In this large-patient series from a single center, we aimed to approach NSCLC, a histopathologically and molecularly heterogeneous group of diseases, from a broad perspective. In routine practice, target regions of specific genes are analyzed using different techniques. Often, the aim is to identify changes appropriate for targeted therapy. The assay kit used for this study included 36 genes and was RNA-based; thus, it was informative for the different types of GAs we expected to observe. Therefore, we were able to detect extremely rare fusions and the coexistence of different gene variants. In conclusion, although there were certain limitations, this study is expected to contribute to the understanding of the molecular profile of NSCLC.

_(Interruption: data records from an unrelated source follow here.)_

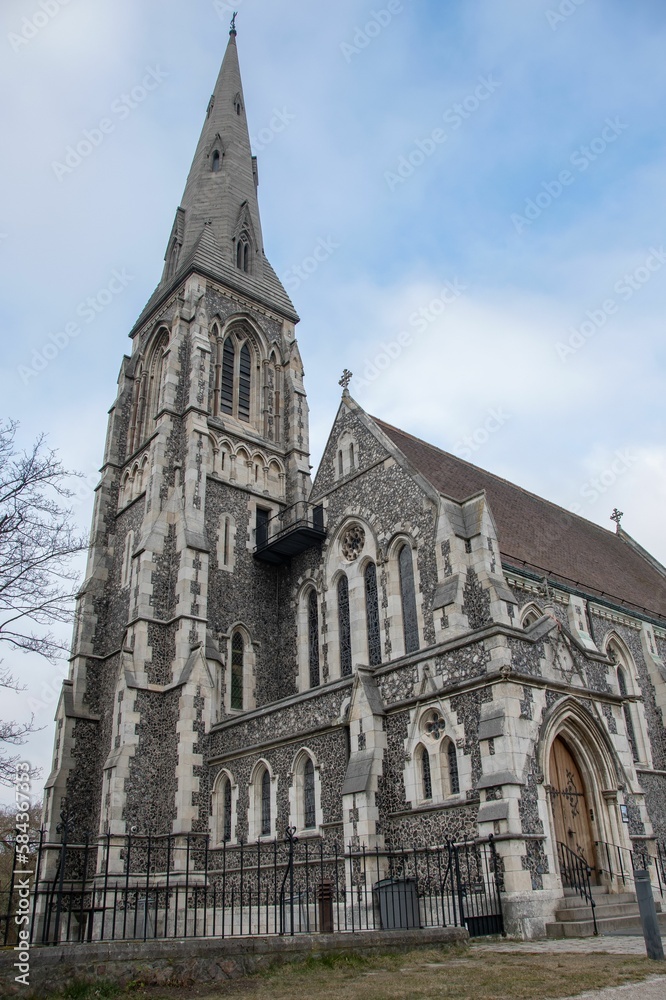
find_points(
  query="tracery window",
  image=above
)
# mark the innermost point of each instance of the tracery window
(236, 380)
(628, 720)
(237, 665)
(452, 761)
(372, 616)
(426, 777)
(265, 804)
(410, 623)
(313, 638)
(309, 805)
(344, 629)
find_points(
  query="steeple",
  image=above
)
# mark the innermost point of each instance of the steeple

The authors thank the patients and their relatives for their participation in the study.

This study protocol consists of a retrospective evaluation of patient data. All participants provided written informed consent. It was reviewed and approved by the Bursa Yüksek İhtisas Training and Research Hospital Ethics Committee (Approval No. 2011-KAEK-25 2019/08-01 and 2022/11-07). The researchers acted ethically by the Declaration of the World Medical Association of Helsinki.

The authors have no conflicts of interest to declare.

No funding was received for this study.

Or.G. was primarily responsible for the conception and design of the study, data collection, and analysis, as well as drafting and critically revising the manuscript. Oz.G. contributed to the interpretation of the data and provided substantial assistance in the preparation of the manuscript. A.T. contributed technical expertise and supported the critical review of the manuscript. All authors have approved the final version of the manuscript and took responsibility for the integrity and accuracy of the work.

All data generated or analyzed during this study are included in this article and its online supplementary material files. Further inquiries can be directed to the corresponding author.